Le spese militari dei 15 Paesi piu' industrializzati sono aumentate del 6% rispetto al 2003, raggiungendo 1.035 miliardi di dollari, e sono in continua ascesa. Quasi il 50% della spesa viene attribuita agli Stati Uniti. La spesa militare degli Stati del Medio Oriente e' alta e mostra una tendenza ad aumentare dal 1996.

Per quanto riguarda la produzione, le 100 maggiori industrie del mondo hanno aumentato le vendite di armi del 25%. Di queste, 38 sono statunitensi, ed una sola canadese, mentre le 42 imprese europee (comprese le 6 russe) si accreditano per un 30% delle vendite. C'e' pero' una tendenza alla concentrazione delle imprese del settore. Nel 2004 il rapporto cita solo due grosse operazioni di accorpamento (importo maggiore ad 1 miliardo di dollari), ed una di esse riguarda l'italiana Finmeccanica con l'azienda di produzione di elicotteri Agusta.

A livello internazionale non ci si preoccupa pero' delle armi convenzionali, ma solo degli sviluppi relativi alle armi di distruzione di massa. Inoltre, evidenziano i ricercatori, gran parte della discussione corrente sulla costruzione della pace avviene ad alto livello, ma le esperienze operative portano a concludere che la costruzione della pace viene a mancare invece al microlivello, nel contenuto e nella modalita' delle riforme delle leggi economiche, sociali, politiche e sulla sicurezza.

Peraltro, anche al macrolivello, le guerre internazionali non sono state gestite in modo multilaterale e trasparente per garantire la stabilita' postbellica, magari per una carenza parlamentare, come per i conflitti dell'Afghanistan (2002) e dell'Iraq (2003).

Il rapporto evidenzia che nel 2004 la gestione del conflitto iracheno ha richiesto una maggior forza lavoro ed una piu' avanzata tecnologia nel settore degli armamenti ed ha messo in evidenza che i conflitti lunghi sono quelli che determinano un numero piu' grande di morti, di incidenti e di sofferenze.

Peraltro la loro caratteristica di essere datate o ricorrenti, tende a renderle meno visibili a livello internazionale.
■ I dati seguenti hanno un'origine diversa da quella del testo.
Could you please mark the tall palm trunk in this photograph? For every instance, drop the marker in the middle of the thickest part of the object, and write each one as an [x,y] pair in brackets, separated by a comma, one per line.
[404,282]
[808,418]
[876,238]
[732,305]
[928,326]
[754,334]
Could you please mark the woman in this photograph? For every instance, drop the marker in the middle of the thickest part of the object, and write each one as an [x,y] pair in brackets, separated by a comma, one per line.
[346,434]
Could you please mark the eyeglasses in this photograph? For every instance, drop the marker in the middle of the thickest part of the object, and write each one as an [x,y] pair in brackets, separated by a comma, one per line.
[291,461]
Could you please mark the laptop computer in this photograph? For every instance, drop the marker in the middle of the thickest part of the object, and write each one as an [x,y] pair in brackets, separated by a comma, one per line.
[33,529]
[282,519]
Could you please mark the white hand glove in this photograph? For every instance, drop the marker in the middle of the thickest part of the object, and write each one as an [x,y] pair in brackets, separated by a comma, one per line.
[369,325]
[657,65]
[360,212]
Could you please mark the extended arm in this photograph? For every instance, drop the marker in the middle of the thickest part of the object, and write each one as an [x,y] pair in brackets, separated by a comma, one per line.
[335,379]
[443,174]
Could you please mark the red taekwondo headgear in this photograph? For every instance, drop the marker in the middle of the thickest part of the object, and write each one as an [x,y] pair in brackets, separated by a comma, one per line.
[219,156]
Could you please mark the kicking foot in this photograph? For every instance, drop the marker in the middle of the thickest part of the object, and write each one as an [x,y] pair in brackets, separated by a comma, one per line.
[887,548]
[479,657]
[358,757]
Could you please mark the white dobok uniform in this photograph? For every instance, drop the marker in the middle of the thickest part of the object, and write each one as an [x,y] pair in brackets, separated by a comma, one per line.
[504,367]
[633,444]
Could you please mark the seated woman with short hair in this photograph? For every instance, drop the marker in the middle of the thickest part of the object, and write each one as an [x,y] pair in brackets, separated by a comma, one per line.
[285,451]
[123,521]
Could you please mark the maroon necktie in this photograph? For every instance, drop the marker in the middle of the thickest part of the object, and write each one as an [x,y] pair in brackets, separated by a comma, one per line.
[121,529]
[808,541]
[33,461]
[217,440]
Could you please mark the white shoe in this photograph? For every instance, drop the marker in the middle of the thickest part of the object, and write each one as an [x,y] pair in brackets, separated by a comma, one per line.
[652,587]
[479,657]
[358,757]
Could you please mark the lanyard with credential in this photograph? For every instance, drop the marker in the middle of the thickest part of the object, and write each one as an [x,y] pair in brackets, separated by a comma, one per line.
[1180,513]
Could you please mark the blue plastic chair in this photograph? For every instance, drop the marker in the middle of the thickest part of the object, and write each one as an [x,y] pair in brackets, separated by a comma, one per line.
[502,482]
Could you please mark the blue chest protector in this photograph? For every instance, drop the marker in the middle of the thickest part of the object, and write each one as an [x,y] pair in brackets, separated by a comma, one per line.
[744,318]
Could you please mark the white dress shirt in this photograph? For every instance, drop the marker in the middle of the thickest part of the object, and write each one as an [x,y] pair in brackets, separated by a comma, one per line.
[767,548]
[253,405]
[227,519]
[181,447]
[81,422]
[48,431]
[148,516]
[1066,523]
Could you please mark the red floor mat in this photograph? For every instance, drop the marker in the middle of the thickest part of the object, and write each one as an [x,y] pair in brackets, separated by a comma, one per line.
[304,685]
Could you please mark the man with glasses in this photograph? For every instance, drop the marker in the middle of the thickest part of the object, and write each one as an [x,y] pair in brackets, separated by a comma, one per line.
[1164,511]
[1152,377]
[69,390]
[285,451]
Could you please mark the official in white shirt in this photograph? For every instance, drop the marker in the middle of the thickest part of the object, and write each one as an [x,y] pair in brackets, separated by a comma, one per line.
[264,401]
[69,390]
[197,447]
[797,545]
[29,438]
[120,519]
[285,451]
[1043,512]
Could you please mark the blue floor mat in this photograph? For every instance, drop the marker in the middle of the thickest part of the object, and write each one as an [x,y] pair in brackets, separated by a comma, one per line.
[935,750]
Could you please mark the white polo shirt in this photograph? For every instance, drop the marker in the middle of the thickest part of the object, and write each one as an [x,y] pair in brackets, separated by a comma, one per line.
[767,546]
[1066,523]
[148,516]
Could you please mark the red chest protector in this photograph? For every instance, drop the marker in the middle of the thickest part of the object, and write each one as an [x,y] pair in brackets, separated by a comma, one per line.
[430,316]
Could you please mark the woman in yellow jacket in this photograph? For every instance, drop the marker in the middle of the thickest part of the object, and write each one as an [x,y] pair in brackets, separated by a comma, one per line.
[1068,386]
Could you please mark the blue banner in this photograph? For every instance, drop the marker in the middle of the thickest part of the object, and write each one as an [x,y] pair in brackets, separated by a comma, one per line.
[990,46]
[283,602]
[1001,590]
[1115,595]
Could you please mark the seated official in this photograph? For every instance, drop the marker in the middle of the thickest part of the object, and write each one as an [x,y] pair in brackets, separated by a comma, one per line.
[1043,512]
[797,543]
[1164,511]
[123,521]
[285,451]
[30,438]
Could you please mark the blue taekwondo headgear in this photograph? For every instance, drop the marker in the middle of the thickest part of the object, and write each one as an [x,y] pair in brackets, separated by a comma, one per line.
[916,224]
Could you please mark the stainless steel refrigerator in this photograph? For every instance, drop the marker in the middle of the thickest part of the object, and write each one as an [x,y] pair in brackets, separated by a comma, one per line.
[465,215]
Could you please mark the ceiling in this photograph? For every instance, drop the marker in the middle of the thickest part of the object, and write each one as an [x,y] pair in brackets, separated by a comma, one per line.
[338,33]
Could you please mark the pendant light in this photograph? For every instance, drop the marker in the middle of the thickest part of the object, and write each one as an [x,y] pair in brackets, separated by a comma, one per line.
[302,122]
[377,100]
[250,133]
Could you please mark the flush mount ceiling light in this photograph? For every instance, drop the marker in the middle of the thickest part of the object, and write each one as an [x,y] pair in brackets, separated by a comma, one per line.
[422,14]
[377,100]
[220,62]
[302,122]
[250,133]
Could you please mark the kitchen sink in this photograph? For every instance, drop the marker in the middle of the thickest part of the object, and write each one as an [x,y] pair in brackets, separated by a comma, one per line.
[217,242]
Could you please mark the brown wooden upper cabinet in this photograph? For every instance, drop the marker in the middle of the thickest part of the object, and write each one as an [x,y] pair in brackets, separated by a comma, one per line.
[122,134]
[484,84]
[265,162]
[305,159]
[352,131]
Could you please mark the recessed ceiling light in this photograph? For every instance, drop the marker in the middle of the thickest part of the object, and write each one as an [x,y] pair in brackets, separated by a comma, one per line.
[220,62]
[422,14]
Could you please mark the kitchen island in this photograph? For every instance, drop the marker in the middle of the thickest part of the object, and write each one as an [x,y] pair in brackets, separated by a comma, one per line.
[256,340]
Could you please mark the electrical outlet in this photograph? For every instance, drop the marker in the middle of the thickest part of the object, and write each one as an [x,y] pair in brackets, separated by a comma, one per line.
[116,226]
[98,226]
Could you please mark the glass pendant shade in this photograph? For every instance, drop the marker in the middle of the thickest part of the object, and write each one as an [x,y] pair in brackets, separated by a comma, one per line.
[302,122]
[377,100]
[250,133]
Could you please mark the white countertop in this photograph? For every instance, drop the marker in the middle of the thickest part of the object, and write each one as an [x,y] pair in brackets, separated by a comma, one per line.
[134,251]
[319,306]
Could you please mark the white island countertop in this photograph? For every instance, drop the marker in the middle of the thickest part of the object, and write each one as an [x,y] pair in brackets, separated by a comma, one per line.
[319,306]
Il rapporto suggerisce di considerare la possibilita' di dare maggior enfasi a questi conflitti che travagliano interi Paesi da anni.

Secondo i ricercatori dell'Istituto, "oggi il mondo non puo' essere sicuro se non c'e' sicurezza per tutti, ma gli eventi degli ultimi anni hanno fatto poco per portare ad una soluzione globale", ed occorrerebbe agire a tal fine in sede ONU; come suggerito dallo stesso segretario generale Kofi Annan.